October 22, 2021
With the arrival of autumn, the Frick Art Reference Library has conjured up a recommended reading list inspired by Halloween. The selected titles below offer a scholarly perspective on the traditional imagery often associated with the holiday, from Frankenstein and witches to esoteric practices and the horror genre.
The publications on this list are available for consultation by appointment in our reading room at Frick Madison.
Gothic: Four Hundred Years of Excess, Horror, Evil and Ruin
By Richard Davenport-Hines (1999)
Travel through the dark history of the gothic sensibility with this survey covering art, literature, film, music, and more. Davenport-Hines traces the goth aesthetic through time, beginning with Salvator Rosa’s depiction of the seventeenth-century eruption of Mount Vesuvius all the way to the twentieth-century films of director David Lynch and the music of The Cure. (This title is also available as an e-book, accessible through our Open Library partnership by creating a free Internet Archive account.)

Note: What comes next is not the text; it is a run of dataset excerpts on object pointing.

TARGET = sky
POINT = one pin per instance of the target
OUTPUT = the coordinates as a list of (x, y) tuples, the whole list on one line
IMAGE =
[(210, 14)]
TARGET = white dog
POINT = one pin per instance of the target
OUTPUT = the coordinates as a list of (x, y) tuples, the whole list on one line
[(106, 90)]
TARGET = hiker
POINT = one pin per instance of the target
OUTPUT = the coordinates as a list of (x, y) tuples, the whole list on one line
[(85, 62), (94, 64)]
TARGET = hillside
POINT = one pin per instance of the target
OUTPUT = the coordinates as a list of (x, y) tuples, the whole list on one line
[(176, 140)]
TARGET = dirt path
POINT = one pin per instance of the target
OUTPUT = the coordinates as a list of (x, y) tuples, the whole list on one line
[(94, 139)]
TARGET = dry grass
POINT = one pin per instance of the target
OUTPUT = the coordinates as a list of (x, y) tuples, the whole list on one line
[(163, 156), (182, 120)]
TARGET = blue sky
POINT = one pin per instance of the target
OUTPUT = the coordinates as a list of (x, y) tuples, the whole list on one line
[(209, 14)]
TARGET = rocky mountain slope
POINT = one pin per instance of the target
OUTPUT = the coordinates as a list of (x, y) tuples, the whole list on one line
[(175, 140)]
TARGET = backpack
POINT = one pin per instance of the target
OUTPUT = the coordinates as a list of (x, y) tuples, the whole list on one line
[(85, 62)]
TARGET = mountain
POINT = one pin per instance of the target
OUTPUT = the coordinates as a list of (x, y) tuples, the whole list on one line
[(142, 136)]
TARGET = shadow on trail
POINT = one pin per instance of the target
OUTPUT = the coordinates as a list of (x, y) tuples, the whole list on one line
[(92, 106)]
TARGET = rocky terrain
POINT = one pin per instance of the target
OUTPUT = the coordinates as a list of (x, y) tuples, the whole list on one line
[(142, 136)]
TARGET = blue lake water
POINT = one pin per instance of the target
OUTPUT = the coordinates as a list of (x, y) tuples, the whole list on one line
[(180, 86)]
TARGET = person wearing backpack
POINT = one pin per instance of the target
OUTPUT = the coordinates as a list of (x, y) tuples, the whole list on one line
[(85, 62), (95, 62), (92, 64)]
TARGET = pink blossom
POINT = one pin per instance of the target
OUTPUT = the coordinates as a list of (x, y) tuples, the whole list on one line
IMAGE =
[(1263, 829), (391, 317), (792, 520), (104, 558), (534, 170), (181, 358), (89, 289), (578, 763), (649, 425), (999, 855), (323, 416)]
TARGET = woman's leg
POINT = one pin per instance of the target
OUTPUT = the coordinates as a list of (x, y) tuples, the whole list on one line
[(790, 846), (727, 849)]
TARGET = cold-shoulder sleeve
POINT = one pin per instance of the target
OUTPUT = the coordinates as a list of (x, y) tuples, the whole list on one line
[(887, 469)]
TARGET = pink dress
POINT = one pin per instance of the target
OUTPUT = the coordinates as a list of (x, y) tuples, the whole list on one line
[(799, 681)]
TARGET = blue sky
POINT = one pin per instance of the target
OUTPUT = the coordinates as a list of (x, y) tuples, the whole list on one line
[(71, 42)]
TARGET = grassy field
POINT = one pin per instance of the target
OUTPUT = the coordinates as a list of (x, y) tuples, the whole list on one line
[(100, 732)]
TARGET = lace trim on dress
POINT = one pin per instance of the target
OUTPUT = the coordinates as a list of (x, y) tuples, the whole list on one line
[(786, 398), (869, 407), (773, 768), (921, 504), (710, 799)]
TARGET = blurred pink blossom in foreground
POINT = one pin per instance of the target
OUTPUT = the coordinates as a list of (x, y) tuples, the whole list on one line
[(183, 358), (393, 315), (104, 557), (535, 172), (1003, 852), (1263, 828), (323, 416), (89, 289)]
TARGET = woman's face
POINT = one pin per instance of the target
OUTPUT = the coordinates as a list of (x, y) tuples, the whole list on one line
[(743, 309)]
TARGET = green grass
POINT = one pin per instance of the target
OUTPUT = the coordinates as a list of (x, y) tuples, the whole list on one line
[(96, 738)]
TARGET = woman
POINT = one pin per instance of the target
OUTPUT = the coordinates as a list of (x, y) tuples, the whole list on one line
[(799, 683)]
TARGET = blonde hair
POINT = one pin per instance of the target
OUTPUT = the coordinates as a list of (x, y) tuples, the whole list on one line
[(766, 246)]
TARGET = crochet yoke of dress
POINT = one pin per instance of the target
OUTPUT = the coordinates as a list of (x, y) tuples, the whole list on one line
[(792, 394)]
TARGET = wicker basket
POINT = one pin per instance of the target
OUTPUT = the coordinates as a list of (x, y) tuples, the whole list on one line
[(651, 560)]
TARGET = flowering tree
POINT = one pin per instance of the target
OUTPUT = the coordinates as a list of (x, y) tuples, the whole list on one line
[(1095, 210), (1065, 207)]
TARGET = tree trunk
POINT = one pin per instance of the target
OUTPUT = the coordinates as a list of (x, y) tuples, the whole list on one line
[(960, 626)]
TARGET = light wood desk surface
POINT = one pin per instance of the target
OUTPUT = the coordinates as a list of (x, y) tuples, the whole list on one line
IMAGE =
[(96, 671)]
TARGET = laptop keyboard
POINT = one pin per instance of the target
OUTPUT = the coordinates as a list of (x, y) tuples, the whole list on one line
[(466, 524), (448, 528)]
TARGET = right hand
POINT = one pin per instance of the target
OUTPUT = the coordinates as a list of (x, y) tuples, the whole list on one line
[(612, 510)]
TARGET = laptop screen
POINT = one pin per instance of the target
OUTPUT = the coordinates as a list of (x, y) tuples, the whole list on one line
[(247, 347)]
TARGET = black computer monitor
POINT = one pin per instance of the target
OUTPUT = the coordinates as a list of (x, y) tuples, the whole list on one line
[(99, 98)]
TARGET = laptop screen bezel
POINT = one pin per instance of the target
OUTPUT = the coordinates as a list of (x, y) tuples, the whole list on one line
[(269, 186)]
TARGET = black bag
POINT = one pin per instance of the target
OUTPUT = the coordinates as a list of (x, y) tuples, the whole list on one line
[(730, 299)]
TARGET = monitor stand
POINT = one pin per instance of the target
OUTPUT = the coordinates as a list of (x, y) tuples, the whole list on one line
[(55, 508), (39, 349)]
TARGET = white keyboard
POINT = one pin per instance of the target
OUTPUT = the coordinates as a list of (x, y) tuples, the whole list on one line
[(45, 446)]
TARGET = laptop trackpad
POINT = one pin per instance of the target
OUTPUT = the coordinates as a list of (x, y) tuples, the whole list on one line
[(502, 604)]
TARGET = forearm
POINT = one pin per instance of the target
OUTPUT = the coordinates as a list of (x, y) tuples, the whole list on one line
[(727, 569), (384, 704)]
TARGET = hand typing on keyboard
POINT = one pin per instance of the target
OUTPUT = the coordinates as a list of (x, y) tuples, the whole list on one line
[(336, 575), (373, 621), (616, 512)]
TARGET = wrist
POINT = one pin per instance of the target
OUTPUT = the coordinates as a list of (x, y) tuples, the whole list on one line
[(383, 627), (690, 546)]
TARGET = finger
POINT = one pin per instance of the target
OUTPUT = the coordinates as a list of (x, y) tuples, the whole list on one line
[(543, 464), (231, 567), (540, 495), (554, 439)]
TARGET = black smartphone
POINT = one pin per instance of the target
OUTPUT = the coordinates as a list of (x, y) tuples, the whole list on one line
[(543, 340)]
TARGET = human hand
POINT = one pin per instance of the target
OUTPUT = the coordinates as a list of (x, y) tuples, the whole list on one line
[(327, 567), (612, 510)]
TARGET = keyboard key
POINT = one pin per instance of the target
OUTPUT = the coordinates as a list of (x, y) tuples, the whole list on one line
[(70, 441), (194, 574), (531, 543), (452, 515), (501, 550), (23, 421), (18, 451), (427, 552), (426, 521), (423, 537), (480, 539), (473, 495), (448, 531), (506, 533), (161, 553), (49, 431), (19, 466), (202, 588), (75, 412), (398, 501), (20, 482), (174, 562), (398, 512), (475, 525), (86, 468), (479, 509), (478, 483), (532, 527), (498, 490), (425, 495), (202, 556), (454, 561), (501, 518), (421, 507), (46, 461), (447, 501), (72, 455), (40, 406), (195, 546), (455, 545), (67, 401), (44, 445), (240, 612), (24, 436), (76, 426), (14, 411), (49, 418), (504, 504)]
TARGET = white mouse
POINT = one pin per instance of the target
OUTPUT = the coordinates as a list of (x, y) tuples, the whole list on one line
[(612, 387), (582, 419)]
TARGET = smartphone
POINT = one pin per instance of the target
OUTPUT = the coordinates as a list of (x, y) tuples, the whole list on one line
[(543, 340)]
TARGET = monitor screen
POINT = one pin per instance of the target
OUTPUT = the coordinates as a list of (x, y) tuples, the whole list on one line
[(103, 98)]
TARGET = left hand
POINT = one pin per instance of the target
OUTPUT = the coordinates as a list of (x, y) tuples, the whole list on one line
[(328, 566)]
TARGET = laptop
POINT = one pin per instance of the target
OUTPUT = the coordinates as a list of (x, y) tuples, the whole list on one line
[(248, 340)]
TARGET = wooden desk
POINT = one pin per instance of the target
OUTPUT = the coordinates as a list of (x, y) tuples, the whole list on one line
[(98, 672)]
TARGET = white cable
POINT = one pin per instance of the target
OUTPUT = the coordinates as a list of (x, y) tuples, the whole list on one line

It’s Alive!: A Visual History of Frankenstein
By Elizabeth Campbell Denlinger (2018)
Reanimate your interest in classic horror with this catalog published for the 2018 exhibition held at The Morgan Library & Museum in New York. Celebrating the two-hundredth anniversary of the publication of Mary Shelley’s Frankenstein, the catalog illustrates the development of Frankenstein’s monster in the public imagination. The monster, originally written to be erudite and philosophical, adapted over time in genres from comic books to stage plays into our current image of the silent brute, popularized most famously on screen by Boris Karloff (1887–1969).
The Tarot of Leonora Carrington
By Susan Aberth and Tere Arcq (2020)
Dive deeper into the esoteric with a dazzling rendition of the Major Arcana—twenty-two special cards in the tarot deck—by British-born Surrealist painter Leonora Carrington (1917–2011). Accompanying essays explore the artist’s use of symbols in her tarot and the impact of the imagery’s repetition throughout her body of work.
Baroque Horrors: Roots of the Fantastic in the Age of Curiosities
By David R. Castillo (2010)
Uncover the roots of modern horror fantasy, the appeal of reality television, and even the dynamics of spectator sports in this wide-ranging book on early modern horror and its manifestations in current culture. The author traces these contemporary forms of media back to the Spanish Baroque period and its explorations of the grotesque, the fantastical, and the theatrical.
Bruegel’s Witches: Witchcraft Images in the Low Countries between 1450 and 1700
By Renilde Vervoort (2015)
View depictions of witches and witchcraft with this catalog published in conjunction with the 2015 exhibition of the same name. The catalog argues that contemporary images of witchcraft in popular culture have their origins in the work of artist Pieter Bruegel the Elder (ca. 1525–1569). The witch hunts associated with Bruegel’s native Flanders in the fifteenth through seventeenth centuries are given proper historical context, offering both fascinating and chilling insight into this slice of Dutch and Flemish cultural history.
Le Tarot de Salvador Dalí
By Rachel Pollack (1985)
Tap into the mystic symbolism depicted in the tarot deck of Salvador Dalí (1904–1989). This book, written in French, features full-page reproductions of the Major and Minor Arcana, all designed by the Surrealist artist. Detailed explanations of Dalí’s unique flourishes on each card accompany the images.
The Exquisite Corpse: Chance and Collaboration in Surrealism’s Parlor Game
Edited by Kanta Kochhar-Lindgren, Davis Schneiderman, and Tom Denlinger (2009)
Discover the Surrealist origins and contemporary interpretations of the classic parlor game known as the Exquisite Corpse (cadavre exquis). The game involves each player adding part of an image or text without seeing previous contributions in full, resulting in an amalgamated final composition. This collection of essays explores the game’s history as an artistic and literary tool for collaborative, and often monstrous, creation.
Ancient Magic and the Supernatural in the Modern Visual and Performing Arts
Edited by Filippo Carlà and Irene Berti (2015)
Study the ways in which early Western Christian interpretations of magic and the occult continue to influence contemporary media. Contributors to this collection of essays utilize interdisciplinary studies to link visual and performing arts across social and cultural identities.